Somehow, Sandra saw each puzzle piece ahead of time, and all the gaping holes that needed to be filled in if Mac was going to survive. And so she left behind her sunglasses so I would use them to find my higher self, to see auras and shooting stars, and other proof that the universe was paying attention to me and to Mac. But only if I kept my eyes wide open, and traced the lines of connection between people, places, and events, and even different years, like when I time-traveled in Room 555.
It’s a two-way relationship. Ignore the universe, and it might ignore you back. And it’s a trust issue, I think. Trust the universe, and miracles become possible. Including the absolute miracle of a sweet and mischievous eight-year-old boy coming back to life, in good part because of the boundless love of a dirty and stinky dog.

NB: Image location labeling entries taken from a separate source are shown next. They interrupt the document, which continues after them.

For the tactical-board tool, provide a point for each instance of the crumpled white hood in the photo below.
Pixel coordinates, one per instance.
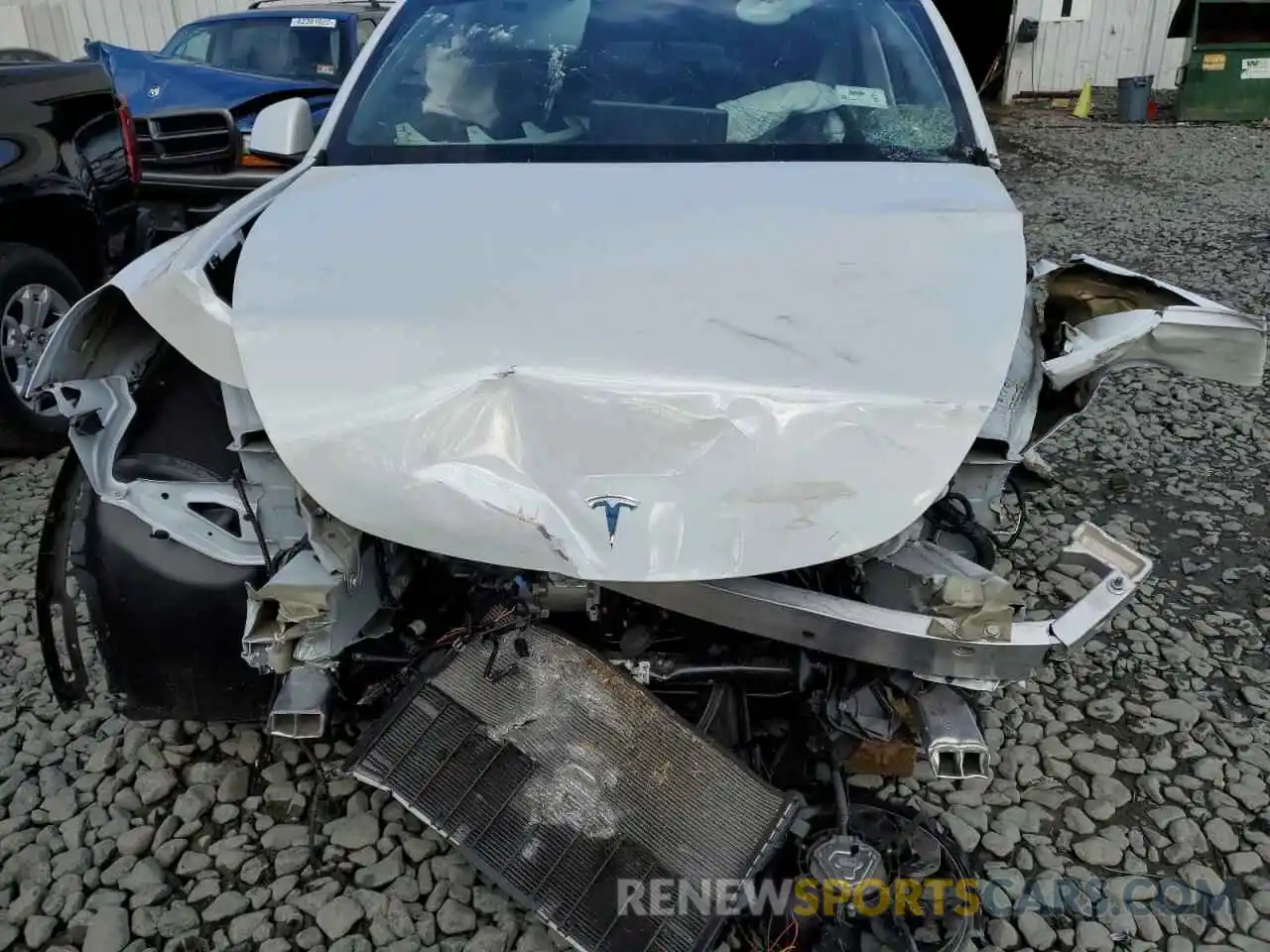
(772, 365)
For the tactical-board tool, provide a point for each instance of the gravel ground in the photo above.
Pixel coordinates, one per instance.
(1144, 757)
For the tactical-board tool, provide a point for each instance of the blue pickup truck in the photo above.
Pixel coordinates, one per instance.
(194, 100)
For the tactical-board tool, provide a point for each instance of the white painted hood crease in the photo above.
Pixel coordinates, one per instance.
(776, 365)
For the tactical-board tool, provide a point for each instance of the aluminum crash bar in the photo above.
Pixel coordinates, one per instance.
(925, 644)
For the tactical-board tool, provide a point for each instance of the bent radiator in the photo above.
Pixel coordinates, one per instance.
(558, 777)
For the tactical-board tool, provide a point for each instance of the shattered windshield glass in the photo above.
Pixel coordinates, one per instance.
(864, 79)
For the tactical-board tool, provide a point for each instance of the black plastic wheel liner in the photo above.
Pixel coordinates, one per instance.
(168, 620)
(558, 777)
(171, 619)
(53, 571)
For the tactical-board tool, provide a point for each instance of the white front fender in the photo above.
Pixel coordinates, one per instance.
(1112, 317)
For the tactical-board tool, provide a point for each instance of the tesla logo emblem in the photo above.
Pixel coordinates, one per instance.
(612, 507)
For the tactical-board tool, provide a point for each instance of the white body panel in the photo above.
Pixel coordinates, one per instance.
(781, 363)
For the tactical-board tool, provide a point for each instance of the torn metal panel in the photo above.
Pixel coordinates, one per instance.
(308, 615)
(926, 578)
(563, 777)
(1114, 317)
(757, 424)
(1014, 416)
(1210, 343)
(302, 708)
(100, 412)
(907, 640)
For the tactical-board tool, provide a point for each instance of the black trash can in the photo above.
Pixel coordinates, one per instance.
(1134, 98)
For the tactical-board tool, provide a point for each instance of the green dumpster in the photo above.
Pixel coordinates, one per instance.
(1227, 75)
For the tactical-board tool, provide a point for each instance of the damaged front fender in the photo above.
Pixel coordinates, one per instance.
(1106, 317)
(181, 291)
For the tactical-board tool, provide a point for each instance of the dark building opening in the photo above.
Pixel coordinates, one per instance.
(980, 30)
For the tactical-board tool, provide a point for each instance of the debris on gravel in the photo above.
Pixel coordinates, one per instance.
(1138, 766)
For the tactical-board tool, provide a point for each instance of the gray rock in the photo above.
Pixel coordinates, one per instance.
(136, 841)
(108, 930)
(1035, 930)
(243, 927)
(1096, 765)
(1098, 851)
(381, 874)
(1093, 937)
(226, 905)
(153, 785)
(454, 918)
(486, 939)
(177, 919)
(338, 916)
(193, 802)
(39, 930)
(353, 832)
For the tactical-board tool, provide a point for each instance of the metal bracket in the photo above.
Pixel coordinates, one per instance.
(1121, 570)
(100, 412)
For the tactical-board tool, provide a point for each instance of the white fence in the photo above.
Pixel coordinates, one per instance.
(60, 27)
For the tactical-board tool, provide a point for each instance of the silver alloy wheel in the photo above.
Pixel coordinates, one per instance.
(26, 324)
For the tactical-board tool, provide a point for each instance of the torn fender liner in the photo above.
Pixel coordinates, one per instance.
(559, 777)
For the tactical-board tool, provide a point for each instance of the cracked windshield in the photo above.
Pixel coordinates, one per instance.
(867, 76)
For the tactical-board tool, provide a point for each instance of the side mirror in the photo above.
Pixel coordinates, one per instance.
(284, 131)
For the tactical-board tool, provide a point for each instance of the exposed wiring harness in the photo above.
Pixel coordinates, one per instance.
(953, 513)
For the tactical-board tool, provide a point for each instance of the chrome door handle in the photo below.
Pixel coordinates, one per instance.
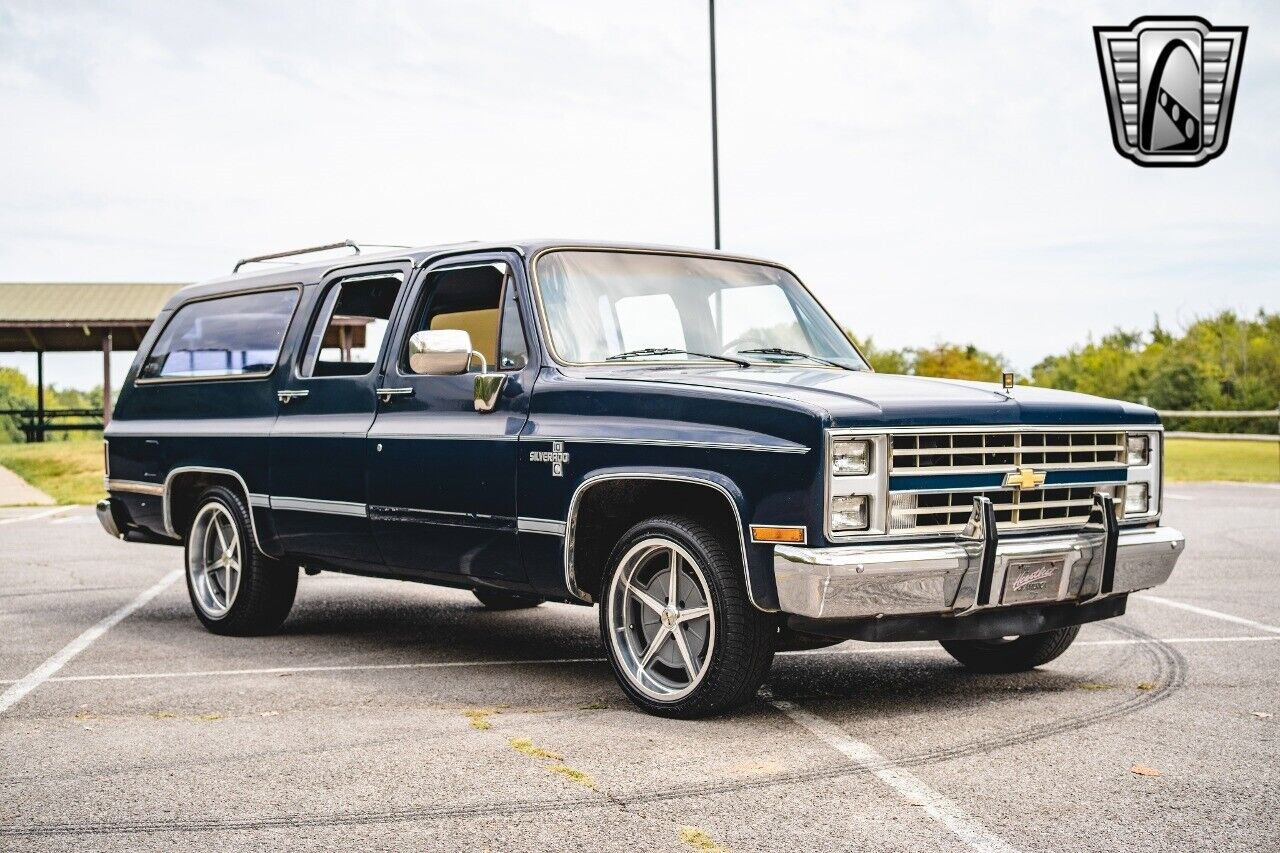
(387, 395)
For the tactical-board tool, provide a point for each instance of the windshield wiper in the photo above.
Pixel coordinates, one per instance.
(636, 354)
(794, 354)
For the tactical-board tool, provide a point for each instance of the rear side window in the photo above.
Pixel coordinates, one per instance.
(229, 336)
(350, 325)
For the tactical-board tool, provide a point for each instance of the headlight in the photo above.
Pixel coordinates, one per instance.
(1137, 448)
(1137, 498)
(849, 512)
(850, 457)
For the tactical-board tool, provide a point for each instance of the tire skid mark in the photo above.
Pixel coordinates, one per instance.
(1169, 676)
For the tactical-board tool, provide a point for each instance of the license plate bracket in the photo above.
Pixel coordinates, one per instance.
(1037, 579)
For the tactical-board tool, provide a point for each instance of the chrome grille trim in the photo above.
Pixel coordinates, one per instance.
(1015, 510)
(1002, 451)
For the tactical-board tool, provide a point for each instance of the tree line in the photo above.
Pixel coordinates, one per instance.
(1217, 363)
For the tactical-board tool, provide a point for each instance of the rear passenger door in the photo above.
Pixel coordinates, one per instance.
(327, 402)
(442, 474)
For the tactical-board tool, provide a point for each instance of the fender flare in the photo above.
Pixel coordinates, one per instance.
(251, 500)
(707, 479)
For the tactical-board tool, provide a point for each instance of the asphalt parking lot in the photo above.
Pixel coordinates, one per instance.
(389, 716)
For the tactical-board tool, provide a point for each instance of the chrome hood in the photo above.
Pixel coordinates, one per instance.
(863, 398)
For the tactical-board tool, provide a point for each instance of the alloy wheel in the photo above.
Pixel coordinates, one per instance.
(661, 624)
(214, 560)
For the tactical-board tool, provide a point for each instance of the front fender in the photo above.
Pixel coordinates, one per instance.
(757, 560)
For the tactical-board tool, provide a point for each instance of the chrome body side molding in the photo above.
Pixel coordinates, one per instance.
(540, 525)
(315, 505)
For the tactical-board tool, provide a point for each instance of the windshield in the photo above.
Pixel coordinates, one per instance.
(621, 306)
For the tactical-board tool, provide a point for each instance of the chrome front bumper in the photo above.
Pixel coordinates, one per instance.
(106, 518)
(969, 573)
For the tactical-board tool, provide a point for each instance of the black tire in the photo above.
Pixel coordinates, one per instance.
(498, 600)
(265, 588)
(1011, 655)
(740, 637)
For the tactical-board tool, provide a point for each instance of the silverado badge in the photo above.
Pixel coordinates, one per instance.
(1024, 478)
(556, 456)
(1170, 86)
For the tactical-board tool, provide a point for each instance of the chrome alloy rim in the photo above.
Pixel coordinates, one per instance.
(214, 560)
(661, 624)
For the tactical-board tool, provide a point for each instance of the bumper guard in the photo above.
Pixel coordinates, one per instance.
(969, 574)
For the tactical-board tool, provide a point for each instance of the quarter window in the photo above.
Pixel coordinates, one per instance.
(229, 336)
(350, 325)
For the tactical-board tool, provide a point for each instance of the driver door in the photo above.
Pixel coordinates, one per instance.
(442, 475)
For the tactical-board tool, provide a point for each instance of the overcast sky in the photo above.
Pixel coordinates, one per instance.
(932, 170)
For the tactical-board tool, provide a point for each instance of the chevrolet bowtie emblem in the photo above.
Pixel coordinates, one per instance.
(1024, 478)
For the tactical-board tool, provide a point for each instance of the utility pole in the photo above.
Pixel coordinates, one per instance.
(711, 8)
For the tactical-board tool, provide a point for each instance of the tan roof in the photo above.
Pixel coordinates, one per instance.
(82, 302)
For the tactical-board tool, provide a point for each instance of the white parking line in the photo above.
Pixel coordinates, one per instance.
(440, 665)
(1206, 611)
(42, 673)
(337, 667)
(912, 789)
(36, 515)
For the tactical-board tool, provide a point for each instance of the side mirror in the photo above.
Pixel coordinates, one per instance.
(440, 351)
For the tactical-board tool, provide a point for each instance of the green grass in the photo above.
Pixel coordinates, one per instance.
(68, 471)
(1192, 459)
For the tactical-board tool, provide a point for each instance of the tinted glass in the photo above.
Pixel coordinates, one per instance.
(602, 305)
(232, 336)
(515, 351)
(467, 299)
(350, 327)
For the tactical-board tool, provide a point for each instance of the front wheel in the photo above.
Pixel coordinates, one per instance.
(1011, 653)
(679, 630)
(234, 588)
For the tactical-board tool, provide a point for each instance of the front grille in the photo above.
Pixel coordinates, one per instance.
(922, 506)
(984, 452)
(949, 511)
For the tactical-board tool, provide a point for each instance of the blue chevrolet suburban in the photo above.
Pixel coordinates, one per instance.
(685, 438)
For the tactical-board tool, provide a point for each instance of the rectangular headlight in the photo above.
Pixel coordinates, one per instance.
(1137, 498)
(850, 457)
(849, 512)
(1137, 448)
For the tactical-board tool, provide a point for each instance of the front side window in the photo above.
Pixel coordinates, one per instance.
(481, 301)
(351, 323)
(229, 336)
(624, 306)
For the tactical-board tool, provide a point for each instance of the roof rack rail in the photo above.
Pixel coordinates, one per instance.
(346, 243)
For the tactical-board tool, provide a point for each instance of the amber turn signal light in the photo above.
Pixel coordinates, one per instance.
(777, 534)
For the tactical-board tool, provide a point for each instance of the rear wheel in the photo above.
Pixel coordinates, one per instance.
(234, 588)
(1011, 653)
(496, 600)
(679, 630)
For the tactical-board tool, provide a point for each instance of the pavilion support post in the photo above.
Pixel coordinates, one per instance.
(40, 396)
(106, 379)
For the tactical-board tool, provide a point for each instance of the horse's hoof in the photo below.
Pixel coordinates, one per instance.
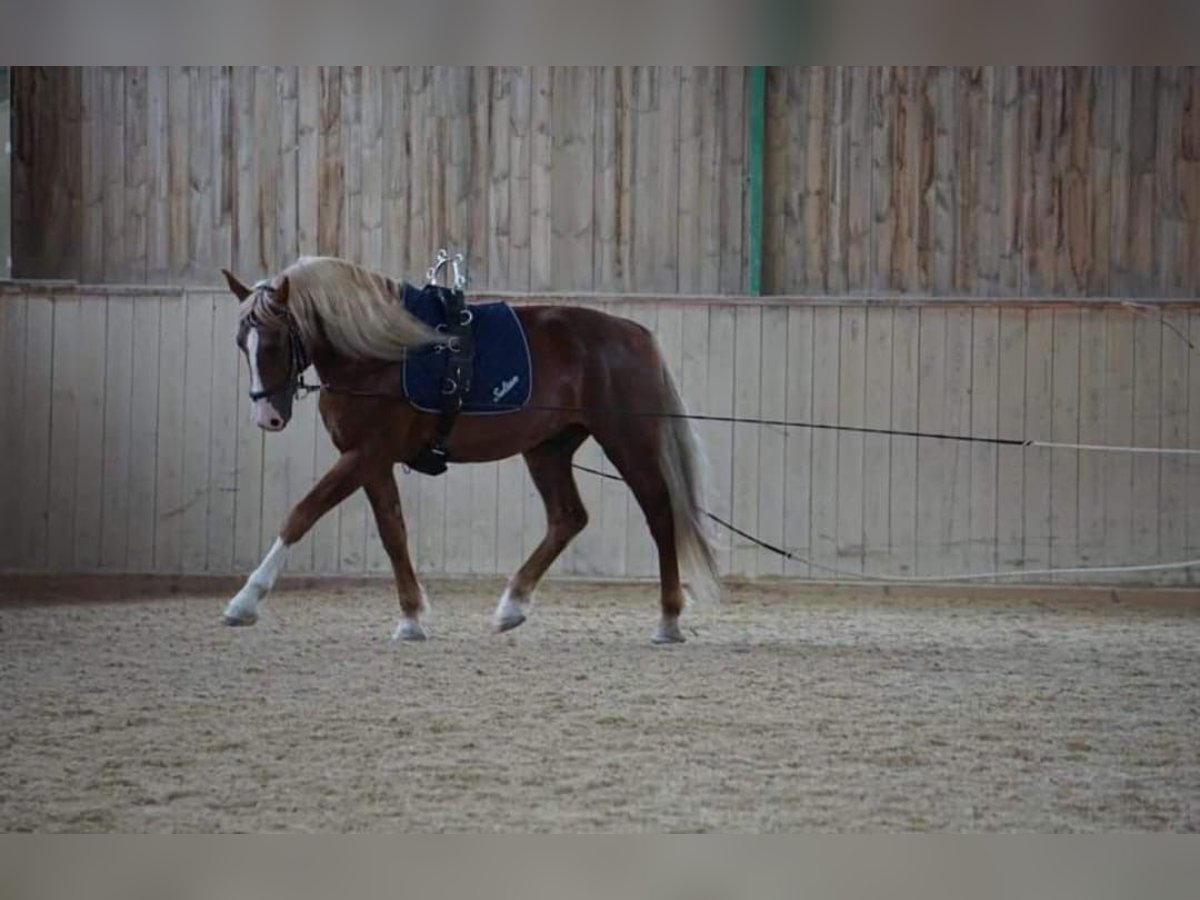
(667, 633)
(509, 622)
(408, 630)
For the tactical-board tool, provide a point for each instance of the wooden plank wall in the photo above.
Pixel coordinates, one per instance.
(126, 431)
(934, 181)
(574, 178)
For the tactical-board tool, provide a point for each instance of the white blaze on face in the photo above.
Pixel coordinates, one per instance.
(263, 413)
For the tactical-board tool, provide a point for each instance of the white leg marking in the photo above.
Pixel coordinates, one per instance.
(243, 610)
(667, 631)
(511, 610)
(409, 628)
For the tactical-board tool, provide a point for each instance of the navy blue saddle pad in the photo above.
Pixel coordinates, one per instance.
(503, 372)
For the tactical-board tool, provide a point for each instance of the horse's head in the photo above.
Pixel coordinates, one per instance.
(268, 335)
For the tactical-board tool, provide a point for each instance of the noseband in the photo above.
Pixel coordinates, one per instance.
(298, 357)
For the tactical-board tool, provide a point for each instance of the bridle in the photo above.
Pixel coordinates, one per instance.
(298, 355)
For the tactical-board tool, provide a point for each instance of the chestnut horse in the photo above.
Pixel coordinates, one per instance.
(591, 371)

But it wasn’t simply about Mac waking up. It was about healing all of us: Howard, Tabitha, Mom, me, and even skinny-to-his-bones Cosmo. And Leon, who now had a dog friend to play with. Who knows, maybe Sandra Morton did some self-healing while she was in Altoona. I’d like one more chat with her, but I don’t think that will ever happen.
“What’s the story with those busted sunglasses?” Dad said after wiping tomato sauce off his mouth with a paper napkin.
I wanted to tell my dad every crazy, spooky thing that had happened to me, but I couldn’t—it was too soon. Besides, we had more immediate matters to discuss. Even though Mac was out of the woods, Dad still wanted me and Leon to return home with him to North Carolina. And a huge part of me wanted to go, but it felt like the selfish part.
Thanks to Mac coming back to life, Mom and Howard had an opportunity to save their relationship. A second chance to be happy again. How could I ruin that? If I left Altoona, Mom would leave, too. We were a package deal, so the better part of me knew I should stay. Plus, I really wanted to help Mac get back on his feet. So that’s what I told my dad, that I needed to stay in Pennsylvania for a while. Family members, current and future, were counting on me, and I was tired of letting people down.
“You sure about this, Peach Pie?” Dad asked.
“No,” I said. “But I need to do it anyway.”
My dad wasn’t giving up. He was a winning attorney, and he wouldn’t go down without a battle. I could tell he really wanted me to come with him, especially when he started using his cross-examination tactics. “Remember our phone calls and video chats, Bertie? You said Howard’s house was haunted. You told me you were seeing ghosts, did you not?”
I silently shrugged.
“Don’t just shrug, give me an answer,” he said. “Do you see ghosts, or not?”
“Ghosts? I wish.” I said.
“What’s that supposed to mean?” Dad asked.
I didn’t want to lie.
Standing up, I gave my dad a hug. “It means I love you, Daddy.”
He hugged me tightly. I smelled his minty aftershave and the goop he puts in his hair. “I love you too, Fluffy Stuff,” my dad said.
My eyes welled with tears. In my heart I already missed him.